Have a Little Faith - Mitch Albom [16]
One time, he was sitting in a church classroom, explaining his religion to the students. A boy raised his hand with a question.
“Where are your horns?”
The Reb was stunned.
“Where are your horns? Don’t all Jews have horns?”
The Reb sighed and invited the boy to the front of the room. He removed the skullcap (kippah) that he wore on his head and asked the boy to run his hands through his hair.
“Do you feel any horns?”
The boy rubbed.
“Keep looking. Do you?”
The boy finally stopped.
“No,” he said, quietly.
“Ah.”
The boy sat down.
“Now where was I?” the Reb said.
Another time, the Reb invited an Episcopalian priest to address his congregation. The two men had become friendly, and the Reb thought it a good idea if clergymen were welcome in each other’s sanctuaries.
It was a Friday night service. After prayers were sung, the priest was introduced. He stepped to the pulpit. The congregation quieted.
“It’s a pleasure for me to be here,” he said, “and I thank the rabbi for inviting me…”
Suddenly, tears began to well in his eyes. He spoke about how good a man Albert Lewis was. Then he blurted out, in a gush of emotion, “That is why, please, you must help me get your rabbi to accept Jesus Christ as his savior.”
Dead silence.
“He’s a lovely person,” the priest lamented, “and I don’t want him to go to hell…”
More dead silence.
“Please, have him accept Jesus. Please…”
Few attendees ever forgot that service.
And then there was the time when a member of the Reb’s congregation, a German immigrant named Gunther Dreyfus, came racing in during a High Holiday service and pulled the Reb aside.
Gunther’s face was ashen. His voice was shaking.
“What’s wrong?” the Reb asked.
Apparently, minutes earlier, Gunther had been outside, overseeing the parking, when the Catholic priest came stomping out and began to yell about all the cars parking by his church, because it was a Sunday and he wanted the spaces for his members.
“Get them out of here,” he hollered, according to Gunther. “You Jews move your cars now!”
“But it’s the High Holiday,” Gunther said.
“Why must you have it on a Sunday?” the priest yelled.
“The date was set three thousand years ago,” Gunther replied. Being an immigrant, he still spoke with a German accent. The priest glared at him, then uttered something almost beyond belief.
“They didn’t exterminate enough of you.”
Gunther was enraged. His wife had spent three and a half years in a concentration camp. He wanted to slug the priest. Someone intervened, thankfully, and a shaken Gunther returned to the sanctuary.
The next day, the Reb phoned the Catholic archbishop who oversaw the area’s churches and told him what had happened. The following day, the phone rang. It was the priest, asking if he could come over and talk.
The Reb met him at the office door. They sat down.

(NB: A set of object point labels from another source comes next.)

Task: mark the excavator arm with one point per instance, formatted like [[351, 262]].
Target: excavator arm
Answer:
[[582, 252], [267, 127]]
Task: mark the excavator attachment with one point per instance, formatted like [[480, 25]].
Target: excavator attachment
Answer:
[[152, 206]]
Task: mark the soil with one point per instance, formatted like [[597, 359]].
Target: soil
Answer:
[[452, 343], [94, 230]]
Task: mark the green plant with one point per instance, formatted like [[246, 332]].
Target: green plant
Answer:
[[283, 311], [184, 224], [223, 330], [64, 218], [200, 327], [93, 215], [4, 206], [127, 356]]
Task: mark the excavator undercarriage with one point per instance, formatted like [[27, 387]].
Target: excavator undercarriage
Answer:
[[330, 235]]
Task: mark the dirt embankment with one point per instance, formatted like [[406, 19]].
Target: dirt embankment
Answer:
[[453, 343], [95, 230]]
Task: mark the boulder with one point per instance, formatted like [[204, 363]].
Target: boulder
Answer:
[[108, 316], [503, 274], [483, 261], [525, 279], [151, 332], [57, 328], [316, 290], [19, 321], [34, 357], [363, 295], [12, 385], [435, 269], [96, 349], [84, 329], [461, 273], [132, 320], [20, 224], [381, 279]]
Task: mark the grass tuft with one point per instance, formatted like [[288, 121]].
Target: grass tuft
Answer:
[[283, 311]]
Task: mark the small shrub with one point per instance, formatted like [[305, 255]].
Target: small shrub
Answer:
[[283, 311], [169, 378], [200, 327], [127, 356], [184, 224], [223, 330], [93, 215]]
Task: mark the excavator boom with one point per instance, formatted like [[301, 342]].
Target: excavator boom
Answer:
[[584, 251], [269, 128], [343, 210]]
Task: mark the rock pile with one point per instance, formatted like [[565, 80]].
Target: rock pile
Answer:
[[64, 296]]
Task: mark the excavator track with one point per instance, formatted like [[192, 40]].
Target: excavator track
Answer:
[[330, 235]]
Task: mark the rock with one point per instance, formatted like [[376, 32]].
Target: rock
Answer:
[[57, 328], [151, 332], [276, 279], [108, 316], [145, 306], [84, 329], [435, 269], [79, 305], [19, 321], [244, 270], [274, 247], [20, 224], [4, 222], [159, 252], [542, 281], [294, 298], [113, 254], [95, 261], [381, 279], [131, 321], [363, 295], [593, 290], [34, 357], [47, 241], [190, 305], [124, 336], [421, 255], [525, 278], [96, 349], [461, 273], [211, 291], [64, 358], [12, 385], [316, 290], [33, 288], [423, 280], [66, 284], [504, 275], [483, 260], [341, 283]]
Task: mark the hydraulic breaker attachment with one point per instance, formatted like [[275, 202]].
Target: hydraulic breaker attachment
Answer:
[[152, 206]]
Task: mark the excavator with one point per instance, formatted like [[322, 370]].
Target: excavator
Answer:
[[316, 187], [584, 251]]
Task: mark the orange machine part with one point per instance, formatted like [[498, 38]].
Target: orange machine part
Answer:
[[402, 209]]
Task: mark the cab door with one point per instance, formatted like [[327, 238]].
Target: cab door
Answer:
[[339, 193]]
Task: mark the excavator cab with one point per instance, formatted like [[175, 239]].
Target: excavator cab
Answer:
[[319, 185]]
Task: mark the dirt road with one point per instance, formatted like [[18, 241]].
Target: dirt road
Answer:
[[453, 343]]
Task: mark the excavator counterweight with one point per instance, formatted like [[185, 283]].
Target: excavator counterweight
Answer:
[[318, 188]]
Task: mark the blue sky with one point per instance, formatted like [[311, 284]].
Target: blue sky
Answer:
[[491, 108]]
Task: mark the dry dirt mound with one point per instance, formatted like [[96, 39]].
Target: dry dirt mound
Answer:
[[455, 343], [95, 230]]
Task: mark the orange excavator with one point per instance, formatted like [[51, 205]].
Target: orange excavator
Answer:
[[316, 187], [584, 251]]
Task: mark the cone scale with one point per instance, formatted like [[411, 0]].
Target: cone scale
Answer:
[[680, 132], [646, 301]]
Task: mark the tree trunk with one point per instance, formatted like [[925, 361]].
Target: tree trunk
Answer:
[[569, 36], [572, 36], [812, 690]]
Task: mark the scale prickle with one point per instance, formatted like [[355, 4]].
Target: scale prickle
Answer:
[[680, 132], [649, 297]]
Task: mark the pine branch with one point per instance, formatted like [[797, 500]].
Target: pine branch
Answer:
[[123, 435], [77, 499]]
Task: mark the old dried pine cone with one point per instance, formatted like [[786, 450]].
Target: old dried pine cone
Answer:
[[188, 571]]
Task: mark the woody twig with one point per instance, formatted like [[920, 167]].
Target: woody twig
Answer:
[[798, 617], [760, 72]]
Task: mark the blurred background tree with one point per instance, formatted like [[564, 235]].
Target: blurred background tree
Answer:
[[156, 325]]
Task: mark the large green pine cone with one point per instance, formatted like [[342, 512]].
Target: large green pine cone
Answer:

“I want to apologize,” he said.
“Yes,” the Reb said.
“I should not have said what I did.”
“No, you should not have,” the Reb said.
“My archbishop had a suggestion,” the priest said.
“What is that?”
“Well, as you know, our Catholic school is in session now. And they will have their recess soon…”
The Reb listened.
Then he nodded and stood up.
And when the school doors opened and the kids burst out for recess, they saw the priest of St. Rose of Lima Catholic Church and the rabbi of Temple Beth Sholom walking arm in arm, around the schoolyard.
Some kids blinked.
Some kids stared.
But all of them took notice.
You might think that an uneasy truce; two men forced to walk around a schoolyard, arm in arm. You might think a certain bitterness would haunt the relationship. But somehow, in time, they became friends. And years later, the Reb would be inside that Catholic church.
At the priest’s funeral.
“I was asked to help officiate,” the Reb recalled. “I recited a prayer for him. And I think, by that time, he might have thought it wasn’t so bad.”
Life of Henry
Henry was often told “Jesus loves you,” and it must have been true. Because he kept getting second chances.